Kenapa banyak orang tiba-tiba menyingkirkan kemungkinan, bahwa 'berpihak' yang dimaksud Dante adalah pemihakan kepada sesuatu yang lebih tinggi ketimbang sekadar blok-blok politik? Baik berpihak kepada nilai keadilan, atau nilai kemanusiaan, atau kepada kebenaran hukum (yang tentu saja berderajat lebih tinggi ketimbang sekadar kebenaran politik), atau kepada kebenaran faktual atas sesuatu hal ihwal, atau minimal keberpihakan kepada akal sehat?
Menjadi netral dalam pemaknaan "tidak mendukung siapa pun yang mewakili nilai yang diyakini" memang sikap pengecut. Saya sepakat dengan itu.
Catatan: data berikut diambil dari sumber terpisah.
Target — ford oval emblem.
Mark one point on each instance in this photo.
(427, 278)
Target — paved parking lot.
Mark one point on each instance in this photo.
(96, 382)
Masalahnya, ketika negeri ini dimabuk kubu-kubuan, apa yang kita sebut sebagai nilai-nilai itu mendadak jatuh ke nomor dua, atau bahkan lima. Nyaris setiap fenomena sosial pada tahun-tahun ini melibatkan suara aktor-aktor politik atau minimal pemandu sorak politik, sehingga dengan mekanisme yang menggelikan setiap fenomena sosial dipaksa malih rupa menjadi fenomena politik.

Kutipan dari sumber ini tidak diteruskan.